This week's assignment...
Weekend Assignment #197: Now that the WGA strike has had lots of time to affect the prime time television schedules, how is it affecting you as a viewer? What show do you miss most, aside from reruns? Do you miss your weekly appointment with that ill-behaved doctor, or your visits to Wisteria Lane? Does it bother you not to laugh at fresh jokes on your favorite sitcom? Or are you just as happy watching reality shows, or new episodes of shows that have been held back until now? We want to know!I don't watch a lot of network prime-time television because of my work schedule, but I would hate the glut of reality shows, game shows, and pseudo-news shows. What was really killing me was not being able to watch new episodes of The Daily Show and The Colbert Report. Both shows are back on now without writers. I don't know how that's working out for them; I haven't been watching. My favorite shows, Battlestar Galactica and Lost have had their season premieres delayed, but Lost will start airing the episodes they've got in the can on January 31.
Extra Credit: how are you spending the time instead?
I've got a lot of sympathy for the writers. The media companies are on shaky ground. They're pleading web ignorance. They just don't think there is any money to be made on the web, and they certainly couldn't figure out an appropriate formula to compensate the writers for any of their work that happens to go out on the web. It's all BS.
In a previous post, I talked about the effects of the strike on Battlestar Galactica. There was a long quote from showrunner Ron Moore. It bears repeating...
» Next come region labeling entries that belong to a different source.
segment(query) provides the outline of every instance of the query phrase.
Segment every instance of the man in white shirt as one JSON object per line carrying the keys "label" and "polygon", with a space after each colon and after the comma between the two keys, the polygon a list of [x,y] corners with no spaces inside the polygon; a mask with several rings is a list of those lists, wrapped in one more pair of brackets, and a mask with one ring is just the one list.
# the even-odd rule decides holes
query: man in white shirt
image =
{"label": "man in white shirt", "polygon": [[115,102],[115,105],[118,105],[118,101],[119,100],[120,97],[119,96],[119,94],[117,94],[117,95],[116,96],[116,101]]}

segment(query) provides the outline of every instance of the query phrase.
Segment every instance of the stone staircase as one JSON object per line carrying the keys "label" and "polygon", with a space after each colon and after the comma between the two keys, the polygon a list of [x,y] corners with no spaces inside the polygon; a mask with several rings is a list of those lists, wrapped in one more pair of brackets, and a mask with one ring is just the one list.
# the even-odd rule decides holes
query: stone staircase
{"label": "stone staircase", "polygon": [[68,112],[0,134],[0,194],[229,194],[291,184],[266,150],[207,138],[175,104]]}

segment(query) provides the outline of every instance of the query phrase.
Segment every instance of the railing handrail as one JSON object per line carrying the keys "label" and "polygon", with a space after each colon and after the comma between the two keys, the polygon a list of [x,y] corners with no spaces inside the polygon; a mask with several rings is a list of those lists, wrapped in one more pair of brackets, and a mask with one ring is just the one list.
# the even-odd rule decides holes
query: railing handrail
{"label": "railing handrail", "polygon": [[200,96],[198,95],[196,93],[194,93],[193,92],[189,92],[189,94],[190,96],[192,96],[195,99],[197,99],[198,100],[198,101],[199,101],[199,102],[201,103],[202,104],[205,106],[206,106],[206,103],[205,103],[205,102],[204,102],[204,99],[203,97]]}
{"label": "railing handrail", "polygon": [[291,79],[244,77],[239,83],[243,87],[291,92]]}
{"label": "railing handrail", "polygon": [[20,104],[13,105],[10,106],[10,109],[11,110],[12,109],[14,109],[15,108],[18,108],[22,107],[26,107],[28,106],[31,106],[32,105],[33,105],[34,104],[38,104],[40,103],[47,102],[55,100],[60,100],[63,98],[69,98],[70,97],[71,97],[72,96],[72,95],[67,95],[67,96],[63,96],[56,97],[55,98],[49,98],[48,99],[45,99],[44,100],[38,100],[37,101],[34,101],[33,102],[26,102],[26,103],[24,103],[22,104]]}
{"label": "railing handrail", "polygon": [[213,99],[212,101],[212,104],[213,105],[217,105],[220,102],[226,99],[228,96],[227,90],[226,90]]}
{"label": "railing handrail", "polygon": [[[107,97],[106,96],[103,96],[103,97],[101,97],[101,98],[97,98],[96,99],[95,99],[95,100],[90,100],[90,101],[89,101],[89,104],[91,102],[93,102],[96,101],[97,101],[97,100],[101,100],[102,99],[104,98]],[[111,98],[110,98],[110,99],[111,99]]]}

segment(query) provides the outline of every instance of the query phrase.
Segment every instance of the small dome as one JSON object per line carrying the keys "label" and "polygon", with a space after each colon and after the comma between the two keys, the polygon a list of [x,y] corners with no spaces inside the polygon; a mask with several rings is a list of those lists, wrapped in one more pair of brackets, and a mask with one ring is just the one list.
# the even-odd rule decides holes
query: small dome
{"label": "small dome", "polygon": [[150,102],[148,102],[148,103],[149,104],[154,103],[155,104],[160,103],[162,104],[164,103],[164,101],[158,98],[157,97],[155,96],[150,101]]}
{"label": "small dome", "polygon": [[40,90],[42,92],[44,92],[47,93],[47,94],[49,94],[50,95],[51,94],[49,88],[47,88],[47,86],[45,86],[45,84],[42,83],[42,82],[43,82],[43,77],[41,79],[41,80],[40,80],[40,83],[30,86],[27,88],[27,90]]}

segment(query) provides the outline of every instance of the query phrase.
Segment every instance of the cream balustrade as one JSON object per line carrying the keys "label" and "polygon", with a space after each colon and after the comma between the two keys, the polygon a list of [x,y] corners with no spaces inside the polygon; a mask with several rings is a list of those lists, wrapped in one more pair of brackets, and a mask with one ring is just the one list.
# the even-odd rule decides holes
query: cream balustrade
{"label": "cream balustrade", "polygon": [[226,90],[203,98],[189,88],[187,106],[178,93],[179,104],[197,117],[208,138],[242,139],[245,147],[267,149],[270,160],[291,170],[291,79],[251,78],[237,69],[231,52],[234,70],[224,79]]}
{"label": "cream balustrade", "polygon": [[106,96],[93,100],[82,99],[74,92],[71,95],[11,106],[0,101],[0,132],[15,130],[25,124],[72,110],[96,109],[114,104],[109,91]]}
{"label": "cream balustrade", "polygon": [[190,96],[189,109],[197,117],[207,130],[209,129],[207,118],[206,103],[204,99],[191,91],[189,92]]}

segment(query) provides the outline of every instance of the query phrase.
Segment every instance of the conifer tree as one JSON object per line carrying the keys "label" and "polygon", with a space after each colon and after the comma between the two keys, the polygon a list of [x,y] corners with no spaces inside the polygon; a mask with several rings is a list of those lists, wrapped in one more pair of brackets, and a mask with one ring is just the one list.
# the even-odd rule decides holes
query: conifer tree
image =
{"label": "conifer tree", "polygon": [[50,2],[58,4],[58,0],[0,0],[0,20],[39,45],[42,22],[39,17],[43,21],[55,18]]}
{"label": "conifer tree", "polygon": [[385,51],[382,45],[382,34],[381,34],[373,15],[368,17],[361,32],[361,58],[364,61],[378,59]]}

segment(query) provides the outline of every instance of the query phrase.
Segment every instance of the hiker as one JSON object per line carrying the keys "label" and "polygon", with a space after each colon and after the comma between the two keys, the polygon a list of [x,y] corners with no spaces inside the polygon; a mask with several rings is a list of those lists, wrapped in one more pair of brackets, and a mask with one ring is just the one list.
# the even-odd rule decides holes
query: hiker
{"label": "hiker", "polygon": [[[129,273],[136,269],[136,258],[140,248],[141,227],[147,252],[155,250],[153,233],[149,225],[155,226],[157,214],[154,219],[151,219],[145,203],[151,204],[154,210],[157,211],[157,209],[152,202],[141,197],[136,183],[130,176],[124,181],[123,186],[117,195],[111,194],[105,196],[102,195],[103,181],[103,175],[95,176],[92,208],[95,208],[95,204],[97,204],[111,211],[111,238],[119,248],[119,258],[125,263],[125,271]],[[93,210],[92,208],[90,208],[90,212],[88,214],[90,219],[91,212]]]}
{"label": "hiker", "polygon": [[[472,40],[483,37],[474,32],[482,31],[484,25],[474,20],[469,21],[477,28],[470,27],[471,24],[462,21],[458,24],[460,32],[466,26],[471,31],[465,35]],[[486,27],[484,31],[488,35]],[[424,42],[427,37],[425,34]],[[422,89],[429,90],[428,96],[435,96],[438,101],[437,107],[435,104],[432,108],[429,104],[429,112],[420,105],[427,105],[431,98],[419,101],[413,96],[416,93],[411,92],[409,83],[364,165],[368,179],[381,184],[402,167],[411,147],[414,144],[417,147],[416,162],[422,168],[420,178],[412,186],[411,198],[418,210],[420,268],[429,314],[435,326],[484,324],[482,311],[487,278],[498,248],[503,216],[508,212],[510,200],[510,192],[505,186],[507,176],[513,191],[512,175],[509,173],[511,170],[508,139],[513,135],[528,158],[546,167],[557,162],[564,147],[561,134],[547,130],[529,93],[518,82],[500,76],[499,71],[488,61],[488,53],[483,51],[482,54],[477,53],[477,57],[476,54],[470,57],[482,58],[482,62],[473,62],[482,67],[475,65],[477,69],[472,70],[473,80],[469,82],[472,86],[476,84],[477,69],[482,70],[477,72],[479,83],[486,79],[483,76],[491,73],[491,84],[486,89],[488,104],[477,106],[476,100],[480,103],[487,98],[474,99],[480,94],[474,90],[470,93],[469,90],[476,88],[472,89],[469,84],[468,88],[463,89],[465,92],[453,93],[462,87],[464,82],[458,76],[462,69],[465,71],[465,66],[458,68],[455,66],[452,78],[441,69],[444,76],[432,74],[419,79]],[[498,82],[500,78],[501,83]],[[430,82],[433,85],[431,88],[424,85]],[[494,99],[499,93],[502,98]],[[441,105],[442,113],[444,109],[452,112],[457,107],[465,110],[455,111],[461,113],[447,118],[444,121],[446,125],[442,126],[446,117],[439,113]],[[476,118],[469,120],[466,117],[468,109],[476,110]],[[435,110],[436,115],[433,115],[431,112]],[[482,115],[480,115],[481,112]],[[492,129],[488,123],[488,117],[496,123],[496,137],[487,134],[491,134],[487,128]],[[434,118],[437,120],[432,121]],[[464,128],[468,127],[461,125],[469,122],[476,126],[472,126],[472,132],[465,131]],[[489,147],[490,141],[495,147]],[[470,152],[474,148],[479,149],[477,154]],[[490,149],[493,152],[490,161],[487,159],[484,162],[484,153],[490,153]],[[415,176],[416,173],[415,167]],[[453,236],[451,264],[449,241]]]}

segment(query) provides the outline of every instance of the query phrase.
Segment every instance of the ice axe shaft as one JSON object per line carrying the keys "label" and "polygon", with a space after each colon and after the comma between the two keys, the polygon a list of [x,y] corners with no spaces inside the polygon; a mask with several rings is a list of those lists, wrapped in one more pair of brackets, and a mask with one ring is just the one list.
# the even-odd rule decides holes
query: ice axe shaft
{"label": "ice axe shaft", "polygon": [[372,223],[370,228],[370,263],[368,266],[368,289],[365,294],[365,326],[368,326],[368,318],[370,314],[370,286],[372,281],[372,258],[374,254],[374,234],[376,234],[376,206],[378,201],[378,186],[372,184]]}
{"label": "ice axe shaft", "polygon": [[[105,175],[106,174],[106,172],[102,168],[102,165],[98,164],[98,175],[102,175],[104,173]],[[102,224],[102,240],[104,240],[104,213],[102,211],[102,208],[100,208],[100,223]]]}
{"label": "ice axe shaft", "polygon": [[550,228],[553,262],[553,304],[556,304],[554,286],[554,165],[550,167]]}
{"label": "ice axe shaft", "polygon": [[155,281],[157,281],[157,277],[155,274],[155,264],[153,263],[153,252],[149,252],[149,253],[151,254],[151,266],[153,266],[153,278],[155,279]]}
"Fundamentally this is about the internet, and this is about whether writers get paid for material that is made for the internet or if they're paid for material that is broadcast on the internet that was developed for TV or movies." Moore shared a story to illustrate the scenario, saying "I had a situation last year on Battlestar Galactica where we were asked by Universal to do webisodes [Note: Moore is referring to The Resistance webisodes which ran before Season 3 premiered], which at that point were very new and 'Oooh, webisodes! What does that mean?' It was all very new stuff. And it was very eye opening, because the studio's position was 'Oh, we're not going to pay anybody to do this. You have to do this, because you work on the show. And we're not going to pay you to write it. We're not going to pay the director, and we're not going to pay the actors.' At which point we said 'No thanks, we won't do it.'"The future of entertainment is the merger of the traditional forms with the Internet. As their delivery systems improve, more people are going to go to the Internet to watch what they want when they want. That's where the money is, and that's the golden goose the media conglomerates are trying to protect. I don't think I'm going to watch The Daily Show or The Colbert Report until their writers come back.
"We got in this long, protracted thing and eventually they agreed to pay everybody involved. But then, as we got deeper into it, they said 'But we're not going to put any credits on it. You're not going to be credited for this work. And we can use it later, in any fashion that we want.' At which point I said 'Well, then we're done and I'm not going to deliver the webisodes to you.' And they came and they took them out of the editing room anyway -- which they have every right to do. They own the material -- But it was that experience that really showed me that that's what this is all about. If there's not an agreement with the studios about the internet, that specifically says 'This is covered material, you have to pay us a formula - whatever that formula turns out to be - for use of the material and how it's all done,' the studios will simply rape and pillage."
Previous posts on the strike:
Battlestar Galactica and the Writers Strike
The Colbert Report Writers' Video
A Daily Show Fix of Sorts
Extra Credit: I'm going to spend the free time the way I spend most of my free time: more time on the Internet.